作業9:JCMで関節の変形のクオリティを上げる
JCM ( Joint Controlled Morphs ) というのは関節のボーンに連動して自動で動くモーフです。 DAZ Studio ではこの JCM を使って、関節の動きによる変形をコントロールしています。
JCM は関節を動かすと自動で作られます ( 初回関節を動かしたときに自動的に作られる ) が、自動で作成されるため思ったような形になっていないことも多々あります。
この JCM を Blender などのモデリングツールで修正することでクオリティを上げることができます。
ひとつの関節には X軸、Y軸、Z軸の 3軸ある上、肩、上腕、首など関節の数も多いです。 すべての関節の JCM を修正するのはとても手間がかかりますので、大きく破綻している部分だけでもいいと思います。
それでは作業手順を見ていきます。 まずは肩の関節からやってみます。 DAZ Studio でフィギアの左肩をあげてみます。
ブラウスを選択して Parameters ペインの Hidden/Corrective/Base の中をみると「pJCMCollarUp_55_L」という JCM モーフができています。
55 というのは肩の角度で、L というのは左の L です。 このモーフは左肩を 55°あげたときに 100% になるように設定されているのですが、名前からそれらが分かるようになっています。
それではこの pJCMCollarUp_55_L モーフを修正していきます。 修正する方法は大きく分けてふたつあります。
- ひとつ目は「肩をあげた状態のブラウス」を DAZ Studio からエクスポートして、Blender で形を修正してから DAZ Studio に反映させる手順
- ふたつ目は Blender でオリジナルのブラウスを変形させて肩をあげたポーズを作り、DAZ Studio に反映させる手順
今回はふたつ目の手順で作業していきます。 まずは肩を上げた状態のフィギアをエクスポートします。 これはガイドとして使用します。
エクスポートしたフィギアを Blender にインポートします。 エクスポート、インポートの仕方は「作業1: DAZ Studioからフィギアをエクスポート」「作業2:フィギアをBlender にインポートする」で紹介したとおりなので、ここでは割愛します。
フィギアをガイドに、編集モードでブラウスを変形させます。
重要:モーフ用にポリゴンを編集するときは「一度頂点や面を削除して貼り直す」といった手法は使えません。 また新たに頂点を追加することもできません。 DAZ Studio ではオリジナルのオブジェクトと頂点数が違ったり、頂点の順序が変わってしまうとモーフとして読み込むことができなくなるからです。 なのであくまで「変形」という範囲で編集するようにします。
変形させたブラウスを OBJ としてエクスポートします。 エクスポートの仕方は「作業4:Blender からエクスポートして DAZ Studio へインポートする」で紹介したとおりなのでここでは割愛します。
DAZ Studio に戻り、エクスポートした OBJ を JCM モーフとして読み込みます。 手順としては FBM を修正したときと同じになります。

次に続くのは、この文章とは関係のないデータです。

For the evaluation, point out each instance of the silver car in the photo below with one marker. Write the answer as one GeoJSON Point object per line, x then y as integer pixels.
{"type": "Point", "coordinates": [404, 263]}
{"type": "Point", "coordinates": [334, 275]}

Scene ペインでブラウスを選択した状態で、[Edit]→[Figure]→[Morph Loader Pro] を選択します。
Morph Loader Pro の設定は下記のようにします。
Scale | 10000% |
Axis Conversion | 左から X、Y、Zの順 |
Name | JCM の名前 ( 今回は pJCMCollarUp_55_L ) |
Property Group | JCM のある階層 ( 今回は Hidden/Correctives/Base ) |
Reverse Deformations | Yes |
Overwrite Existing | Deltas Only |
上記のように設定したら最後に Accept を押します。
JCM が上書きされ、ブラウスの形が修正されました。 今回は左の肩を上げたときの JCM のみ修正しました。 他にも気になる関節があれば、同様の手順で修正します。
とても長い記事になってしまいましたがこれで作業は終了です。 お疲れさまでした。 最後まで読んでいただきありがとうございました。
今回の記事で使用した「3Dモデル JKブラウス・スカート・リボン 3点セット」は Booth にて販売中なので、気に入っていただけたら是非お買いお求めください。 よろしくお願いします。
otさんからのコメント
MarvelousDesignerで服は作ったもののDAZStudio側でうまくフィットできない…と頭を悩ませていたので、
TransferUtilityの解説が大変有り難かったです。
素晴らしい解説をありがとうございます。
Noriさんからのコメント
こちらこそブログを読んでいただきありがとうございました!
キナコさんからのコメント
ブースでセーラー服を購入して上手く着用できず困っていたら、まさかの作者様のページに辿り着いてしまいました。
すばらしい商品をありがとうございます。